Den hinteren Teil des Floßendes bildete über die gesamte Breite das „Joch“. Hier waren zwischen „Stelzenblöcken“ 16-20 Ruder, auch „Streichen“ genannt, eingelassen, die zur Steuerung dienten. Auf den dahinter liegenden Dielen, dicht zur sogenannten „Lappenbrücke“ aneinandergereiht, arbeitete die Mannschaft, immer 7 Mann an einem Ruder. Hinter den beiden, durch ein Gerüst erhöhten Steuerstühlen, von denen der Steuermann während der Fahrt seine Kommandos rief, war der „Bietungsmast“ quer über das Floß in den Boden eingelassen. An diesem schweren Stamm waren sämtliche hinteren Anker mit Seilen und Ketten befestigt, die zur Steuerung und Landung des Floßes benötigt wurden. Zahlreiche Nachen, mit Tauwerk beladen, folgten dem Floß, um die Anker jeweils in die richtige Position zu bringen. Ein weiterer Bietungsmast und Joche an der vorderen Floßseite, bzw. auf dem vordersten Knie, waren für den Notfall gedacht, falls die Kniestücke vom Hauptfloß abgetrennt werden mußten. Zusammen mit den sogenannten „Hundankern“, die an den Längsseiten beim Landen ausgeworfen wurden, gab es auf einem Floß an die 100 Anker. Sie stellten zusammen mit den Tauen und Ketten das „Floßgeschirr“ dar, das, gleich wie die Herrenhütte, immer wieder verwendet wurde. Die Herrenhütte wurde vom Floßherrn bewohnt, war zerlegbar und bestand aus festen Wänden mit Fenstern und Türen. Im Inneren teilte ein Gang das Büro und Schlafzimmer des Floßherrn von dem des Steuermanns und einer Vorratskammer. Eine Tür am Ende des Ganges führte in einen Speisesaal, meist mit einer vorgebauten Veranda, von der aus man einen wunderbaren Überblick über das gesamte Floß hatte.
Die Hütten der Meister- und Ankerknechte waren aus groben Brettern gearbeitet und je nach Bedarf von verschiedener Größe, wohingegen der größte Teil der gemeinen Mannschaft auf Stroh in nieder gebauten Volkshütten schlief, die 80-90 Leuten Platz boten.

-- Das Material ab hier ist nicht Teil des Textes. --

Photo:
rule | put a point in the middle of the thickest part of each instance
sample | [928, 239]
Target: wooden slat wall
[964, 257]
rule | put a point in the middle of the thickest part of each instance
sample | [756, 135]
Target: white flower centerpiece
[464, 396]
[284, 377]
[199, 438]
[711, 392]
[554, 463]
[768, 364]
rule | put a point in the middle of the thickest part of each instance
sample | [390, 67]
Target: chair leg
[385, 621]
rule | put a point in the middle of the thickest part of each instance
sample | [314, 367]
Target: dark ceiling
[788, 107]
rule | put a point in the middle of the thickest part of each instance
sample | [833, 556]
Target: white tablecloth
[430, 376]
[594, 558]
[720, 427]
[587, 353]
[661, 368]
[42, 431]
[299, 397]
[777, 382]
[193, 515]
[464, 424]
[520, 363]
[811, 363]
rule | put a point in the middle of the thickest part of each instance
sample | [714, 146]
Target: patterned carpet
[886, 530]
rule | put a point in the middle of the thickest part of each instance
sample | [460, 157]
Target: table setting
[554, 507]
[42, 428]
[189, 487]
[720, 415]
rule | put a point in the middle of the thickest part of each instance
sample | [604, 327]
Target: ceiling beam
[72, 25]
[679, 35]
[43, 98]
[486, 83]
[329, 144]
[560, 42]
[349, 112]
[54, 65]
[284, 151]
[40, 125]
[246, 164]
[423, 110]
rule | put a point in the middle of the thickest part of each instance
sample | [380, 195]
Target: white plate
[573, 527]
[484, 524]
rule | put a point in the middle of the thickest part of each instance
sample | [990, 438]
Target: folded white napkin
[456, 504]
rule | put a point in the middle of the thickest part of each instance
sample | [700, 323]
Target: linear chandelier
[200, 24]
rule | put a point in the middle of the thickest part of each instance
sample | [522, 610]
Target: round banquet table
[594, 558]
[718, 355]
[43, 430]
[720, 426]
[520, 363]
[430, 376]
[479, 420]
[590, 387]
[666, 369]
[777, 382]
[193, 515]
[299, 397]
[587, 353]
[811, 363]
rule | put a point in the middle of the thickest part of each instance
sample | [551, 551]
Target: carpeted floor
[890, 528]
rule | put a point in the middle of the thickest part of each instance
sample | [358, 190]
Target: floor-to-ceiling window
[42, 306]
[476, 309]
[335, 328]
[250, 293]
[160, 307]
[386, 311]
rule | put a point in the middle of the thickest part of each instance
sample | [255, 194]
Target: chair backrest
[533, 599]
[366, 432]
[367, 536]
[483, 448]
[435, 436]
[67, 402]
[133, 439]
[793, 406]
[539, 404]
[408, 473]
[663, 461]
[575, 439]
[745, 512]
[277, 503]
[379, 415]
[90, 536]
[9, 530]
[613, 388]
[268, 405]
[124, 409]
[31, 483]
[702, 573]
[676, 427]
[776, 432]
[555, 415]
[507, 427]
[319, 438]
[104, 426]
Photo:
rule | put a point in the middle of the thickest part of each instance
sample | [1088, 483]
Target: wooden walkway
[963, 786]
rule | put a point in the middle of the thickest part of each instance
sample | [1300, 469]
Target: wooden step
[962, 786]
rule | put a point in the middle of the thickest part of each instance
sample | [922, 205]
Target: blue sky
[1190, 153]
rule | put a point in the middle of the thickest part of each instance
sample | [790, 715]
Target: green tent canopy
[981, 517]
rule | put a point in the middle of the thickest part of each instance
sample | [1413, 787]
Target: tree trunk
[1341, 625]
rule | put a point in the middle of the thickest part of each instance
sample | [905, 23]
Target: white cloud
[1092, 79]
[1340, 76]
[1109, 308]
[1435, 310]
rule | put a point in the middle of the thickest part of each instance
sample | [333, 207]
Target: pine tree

Nahe bei der Herrenhütte befand sich die Küchenbaracke. Unter dem Rauchabzug in der Mitte des Daches stand ein niedriger Backsteinherd, auf dem zwei bis drei „Volks- und Schmuttelköche“ pausenlos damit beschäftigt waren, in einem riesigen Kupferkessel das Essen für die Mannschaft zuzubereiten. Gleich neben der Küche stand die Provianthütte, die all die Lebensmittel enthielt, die zur Versorgung der mehrere hundert Mann zählenden Besatzung notwendig waren. Die ständige Arbeit an der frischen Luft unter freiem Himmel sorgte für einen großen Appetit, und da es allgemein bekannt war, daß die Floßköche mit den Zutaten nicht sparten, braucht man sich über die folgenden Mengenangaben bezüglich des Proviantbestandes nicht zu wundern:
Großes Rheinfloß unterhalb von Remagen. Der Kupferstich von Janscha Ziegler von 1798 zeigt eine Fülle an Details.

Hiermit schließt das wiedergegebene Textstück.